Human bronchial epithelial cell line Calu-3 was infected with two H7N9 viruses (human H7N9-HU and chicken H7N9-CK), a human H5N1 virus and a human 2009 pandemic H1N1 virus. The infected cell lysate was collected at different time points post-infection for the determination of the levels of pro-inflammatory cytokines (tumor necrosis factor α [TNF-α] and interleukin 6 [IL-6]), anti-inflammatory cytokines (interleukin 10 [IL-10] and transforming growth factor beta [TGF-β]), chemokines (interleukin 8 [IL-8] and monocyte chemoattractant protein 1 [MCP-1]), and interferons (interferon β [IFN-β] and interferon lambda 1 [IFNL1]). The viral load in the cell lysate was also measured.

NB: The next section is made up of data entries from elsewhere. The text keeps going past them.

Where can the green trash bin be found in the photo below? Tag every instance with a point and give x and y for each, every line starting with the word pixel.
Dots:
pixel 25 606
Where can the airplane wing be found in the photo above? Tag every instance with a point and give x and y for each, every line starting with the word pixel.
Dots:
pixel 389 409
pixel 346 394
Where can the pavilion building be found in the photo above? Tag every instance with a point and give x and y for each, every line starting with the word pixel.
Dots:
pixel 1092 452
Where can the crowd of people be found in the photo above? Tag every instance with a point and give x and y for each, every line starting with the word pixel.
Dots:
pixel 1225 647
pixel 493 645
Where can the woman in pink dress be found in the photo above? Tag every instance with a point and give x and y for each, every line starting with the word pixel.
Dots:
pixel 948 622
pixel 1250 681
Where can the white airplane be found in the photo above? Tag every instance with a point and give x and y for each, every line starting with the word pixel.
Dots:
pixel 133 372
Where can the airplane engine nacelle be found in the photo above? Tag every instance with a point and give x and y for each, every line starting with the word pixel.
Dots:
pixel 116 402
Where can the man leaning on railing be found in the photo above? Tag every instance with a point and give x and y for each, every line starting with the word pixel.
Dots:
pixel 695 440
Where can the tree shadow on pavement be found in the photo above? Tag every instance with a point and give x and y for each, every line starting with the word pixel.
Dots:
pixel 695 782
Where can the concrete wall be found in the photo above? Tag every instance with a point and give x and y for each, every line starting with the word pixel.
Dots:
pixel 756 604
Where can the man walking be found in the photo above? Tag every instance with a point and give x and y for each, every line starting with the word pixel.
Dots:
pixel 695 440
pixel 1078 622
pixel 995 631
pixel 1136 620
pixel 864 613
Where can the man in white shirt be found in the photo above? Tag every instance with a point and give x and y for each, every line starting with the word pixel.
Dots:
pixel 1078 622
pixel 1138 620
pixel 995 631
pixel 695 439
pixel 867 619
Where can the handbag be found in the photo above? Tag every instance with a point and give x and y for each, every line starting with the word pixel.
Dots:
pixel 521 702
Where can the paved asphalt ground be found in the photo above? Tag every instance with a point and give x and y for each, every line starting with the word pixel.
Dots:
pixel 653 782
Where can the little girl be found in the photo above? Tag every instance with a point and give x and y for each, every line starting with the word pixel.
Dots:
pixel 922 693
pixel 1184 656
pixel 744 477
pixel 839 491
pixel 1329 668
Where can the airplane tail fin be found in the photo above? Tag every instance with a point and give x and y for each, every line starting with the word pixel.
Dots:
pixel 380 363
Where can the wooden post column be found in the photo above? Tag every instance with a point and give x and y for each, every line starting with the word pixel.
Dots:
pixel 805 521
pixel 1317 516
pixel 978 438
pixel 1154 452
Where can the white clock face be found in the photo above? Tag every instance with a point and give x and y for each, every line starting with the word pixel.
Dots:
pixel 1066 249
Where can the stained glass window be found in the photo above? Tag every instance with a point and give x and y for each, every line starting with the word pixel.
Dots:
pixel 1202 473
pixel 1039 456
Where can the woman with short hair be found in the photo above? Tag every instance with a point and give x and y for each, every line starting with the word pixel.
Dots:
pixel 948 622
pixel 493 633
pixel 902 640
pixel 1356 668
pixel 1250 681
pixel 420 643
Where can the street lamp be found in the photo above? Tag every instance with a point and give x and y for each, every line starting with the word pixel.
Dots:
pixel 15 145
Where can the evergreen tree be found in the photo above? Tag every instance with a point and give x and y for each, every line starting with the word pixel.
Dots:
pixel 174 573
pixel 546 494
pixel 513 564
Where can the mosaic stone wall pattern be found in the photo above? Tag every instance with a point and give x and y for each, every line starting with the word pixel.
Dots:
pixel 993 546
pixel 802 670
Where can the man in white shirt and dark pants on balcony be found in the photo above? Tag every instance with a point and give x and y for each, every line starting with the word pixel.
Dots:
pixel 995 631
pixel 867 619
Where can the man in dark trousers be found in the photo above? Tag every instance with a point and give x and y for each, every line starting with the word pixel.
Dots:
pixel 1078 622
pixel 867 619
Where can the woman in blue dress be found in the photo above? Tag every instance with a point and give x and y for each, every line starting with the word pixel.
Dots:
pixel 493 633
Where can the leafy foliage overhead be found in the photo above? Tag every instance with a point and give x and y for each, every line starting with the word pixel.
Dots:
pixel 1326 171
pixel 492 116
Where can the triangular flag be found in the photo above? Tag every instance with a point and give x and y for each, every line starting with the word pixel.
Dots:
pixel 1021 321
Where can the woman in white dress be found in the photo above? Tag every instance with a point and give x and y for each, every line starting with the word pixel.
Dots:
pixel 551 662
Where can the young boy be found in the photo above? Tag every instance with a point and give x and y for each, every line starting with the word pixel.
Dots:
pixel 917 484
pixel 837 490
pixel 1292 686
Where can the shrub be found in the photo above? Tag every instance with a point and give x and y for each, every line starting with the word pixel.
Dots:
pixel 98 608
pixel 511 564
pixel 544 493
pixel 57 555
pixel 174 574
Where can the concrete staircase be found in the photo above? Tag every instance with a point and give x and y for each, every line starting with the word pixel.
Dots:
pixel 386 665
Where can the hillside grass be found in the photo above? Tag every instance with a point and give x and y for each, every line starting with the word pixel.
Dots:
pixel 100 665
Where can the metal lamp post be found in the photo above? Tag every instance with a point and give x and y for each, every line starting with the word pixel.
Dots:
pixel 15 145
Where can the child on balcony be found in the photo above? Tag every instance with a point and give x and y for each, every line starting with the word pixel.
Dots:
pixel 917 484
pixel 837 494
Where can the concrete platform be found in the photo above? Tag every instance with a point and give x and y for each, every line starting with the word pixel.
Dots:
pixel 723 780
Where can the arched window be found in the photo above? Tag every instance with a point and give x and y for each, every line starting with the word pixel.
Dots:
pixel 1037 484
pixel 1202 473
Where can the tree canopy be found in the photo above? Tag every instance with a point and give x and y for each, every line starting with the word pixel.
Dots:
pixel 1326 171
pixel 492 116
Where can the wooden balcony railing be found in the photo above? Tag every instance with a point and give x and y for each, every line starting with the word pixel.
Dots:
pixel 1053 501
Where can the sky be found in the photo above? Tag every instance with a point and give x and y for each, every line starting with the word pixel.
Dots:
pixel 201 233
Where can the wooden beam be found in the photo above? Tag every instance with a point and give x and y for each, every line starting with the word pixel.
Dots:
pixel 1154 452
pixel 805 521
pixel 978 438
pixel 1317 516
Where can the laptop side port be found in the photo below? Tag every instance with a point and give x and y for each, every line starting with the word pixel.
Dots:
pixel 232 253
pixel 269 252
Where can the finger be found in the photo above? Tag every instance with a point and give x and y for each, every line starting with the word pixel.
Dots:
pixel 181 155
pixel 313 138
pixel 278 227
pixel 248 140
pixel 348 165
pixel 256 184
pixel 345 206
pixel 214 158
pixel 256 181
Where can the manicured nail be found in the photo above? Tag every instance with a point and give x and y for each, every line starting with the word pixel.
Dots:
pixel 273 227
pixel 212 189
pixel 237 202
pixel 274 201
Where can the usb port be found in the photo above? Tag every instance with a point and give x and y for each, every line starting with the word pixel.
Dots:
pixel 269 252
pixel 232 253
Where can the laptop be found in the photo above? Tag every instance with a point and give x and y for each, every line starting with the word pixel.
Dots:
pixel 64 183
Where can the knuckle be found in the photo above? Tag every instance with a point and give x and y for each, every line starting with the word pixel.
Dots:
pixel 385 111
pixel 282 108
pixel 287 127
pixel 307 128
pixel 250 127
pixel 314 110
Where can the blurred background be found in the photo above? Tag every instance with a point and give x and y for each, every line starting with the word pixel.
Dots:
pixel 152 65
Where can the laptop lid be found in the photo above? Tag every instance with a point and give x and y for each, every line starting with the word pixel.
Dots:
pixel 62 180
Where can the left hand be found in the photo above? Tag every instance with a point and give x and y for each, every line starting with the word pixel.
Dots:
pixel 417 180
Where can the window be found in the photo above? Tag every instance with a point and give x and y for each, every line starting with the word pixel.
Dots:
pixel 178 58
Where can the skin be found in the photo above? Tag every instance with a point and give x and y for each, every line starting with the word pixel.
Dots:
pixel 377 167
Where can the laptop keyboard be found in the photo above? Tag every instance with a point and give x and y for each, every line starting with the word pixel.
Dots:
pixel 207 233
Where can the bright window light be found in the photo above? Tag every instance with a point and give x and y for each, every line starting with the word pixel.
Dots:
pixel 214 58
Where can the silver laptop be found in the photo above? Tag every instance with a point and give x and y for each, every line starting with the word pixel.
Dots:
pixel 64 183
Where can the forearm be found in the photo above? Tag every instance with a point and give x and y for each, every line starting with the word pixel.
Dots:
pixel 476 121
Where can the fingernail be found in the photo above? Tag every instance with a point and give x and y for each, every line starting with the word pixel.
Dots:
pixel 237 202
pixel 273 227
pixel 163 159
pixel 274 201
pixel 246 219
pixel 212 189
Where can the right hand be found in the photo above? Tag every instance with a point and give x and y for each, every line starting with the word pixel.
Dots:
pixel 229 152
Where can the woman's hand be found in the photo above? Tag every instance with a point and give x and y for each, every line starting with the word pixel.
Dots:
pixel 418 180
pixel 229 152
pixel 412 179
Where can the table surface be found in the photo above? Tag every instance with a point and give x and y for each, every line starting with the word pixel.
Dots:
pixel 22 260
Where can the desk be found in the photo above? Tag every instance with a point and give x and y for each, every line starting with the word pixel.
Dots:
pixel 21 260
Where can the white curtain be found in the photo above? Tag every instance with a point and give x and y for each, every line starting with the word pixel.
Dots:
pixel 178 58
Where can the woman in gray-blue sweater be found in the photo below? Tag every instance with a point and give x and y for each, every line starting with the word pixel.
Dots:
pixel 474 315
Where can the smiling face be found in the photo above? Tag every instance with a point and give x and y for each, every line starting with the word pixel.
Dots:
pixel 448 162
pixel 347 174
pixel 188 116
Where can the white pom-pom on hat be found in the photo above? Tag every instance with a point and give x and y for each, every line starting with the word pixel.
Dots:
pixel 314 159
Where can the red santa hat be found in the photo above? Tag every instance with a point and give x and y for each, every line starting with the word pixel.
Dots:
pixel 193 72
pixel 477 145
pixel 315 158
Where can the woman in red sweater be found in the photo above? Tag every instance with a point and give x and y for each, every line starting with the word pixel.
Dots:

Comparison of the human and chicken H7N9 viruses showed that H7N9-HU induced significantly higher levels of TNF-α at 12 h post-infection, and significantly higher levels of IL-8 from 12 to 48 h post-infection than those of H7N9-CK. However, the level of IFNL1 was lower for H7N9-HU than that of H7N9-CK at 48 h post-infection (P < 0.001). H7N9-HU had significantly higher viral loads than H7N9-CK at 3 and 6 h post-infection. H5N1 induced significantly higher levels of TNF-α, IL-6, IL-8, IL-10 and MCP-1 than those of H7N9 viruses at 48 h post-infection. Conversely, H1N1 induced lower levels of TNF-α, IL-10, MCP-1, IFNL1 and IFN-β when compared with H7N9 viruses at the same time point.
H7N9-HU induced higher levels of pro-inflammatory IL-6 and IL-8 and exhibited a more rapid viral replication than H7N9-CK. However, the level of antiviral IFNL1 was lower for H7N9-HU than H7N9-CK. Our results suggest that the gained properties in modulating human innate immunity by H7N9-HU transformed it to be a more virulent virus in humans than H7N9-CK.
甲型H7N9流感病毒跨越了物种屏障,自2013年以来引发了散发性人类感染。我们之前从一名患者体内分离出一株H7N9病毒,并从该患者潜伏期去过的一个活禽市场的一只鸡体内分离出一株H7N9病毒。这两种病毒在基因上高度相似。本研究旨在利用人支气管上皮细胞系模型推断这些H7N9病毒对人类的毒力。
用人支气管上皮细胞系Calu-3感染两种H7N9病毒(人源H7N9-HU和鸡源H7N9-CK)、一种人源H5N1病毒和一种2009年大流行的人源H1N1病毒。在感染后的不同时间点收集感染细胞裂解物,用于测定促炎细胞因子(肿瘤坏死因子α [TNF-α]和白细胞介素6 [IL-6])、抗炎细胞因子(白细胞介素10 [IL-10]和转化生长因子β [TGF-β])、趋化因子(白细胞介素8 [IL-8]和单核细胞趋化蛋白1 [MCP-1])以及干扰素(干扰素β [IFN-β]和干扰素λ1 [IFNL1])的水平。同时还测定了细胞裂解物中的病毒载量。
人源和鸡源H7N9病毒的比较显示,H7N9-HU在感染后12小时诱导的TNF-α水平显著高于H7N9-CK,在感染后12至48小时诱导的IL-8水平也显著高于H7N9-CK。然而,在感染后48小时,H7N9-HU的IFNL1水平低于H7N9-CK(P < 0.001)。在感染后3小时和6小时,H7N9-HU的病毒载量显著高于H7N9-CK。在感染后48小时,H5N1诱导的TNF-α、IL-6、IL-8、IL-10和MCP-1水平显著高于H7N9病毒。相反,在同一时间点,与H7N9病毒相比,H1N1诱导的TNF-α、IL-10、MCP-1、IFNL1和IFN-β水平较低。
与H7N9-CK相比,H7N9-HU诱导更高水平的促炎细胞因子IL-6和IL-8,并且病毒复制更快。然而,H7N9-HU的抗病毒IFNL1水平低于H7N9-CK。我们的结果表明,H7N9-HU在调节人类固有免疫方面获得的特性使其在人类中比H7N9-CK更具毒力。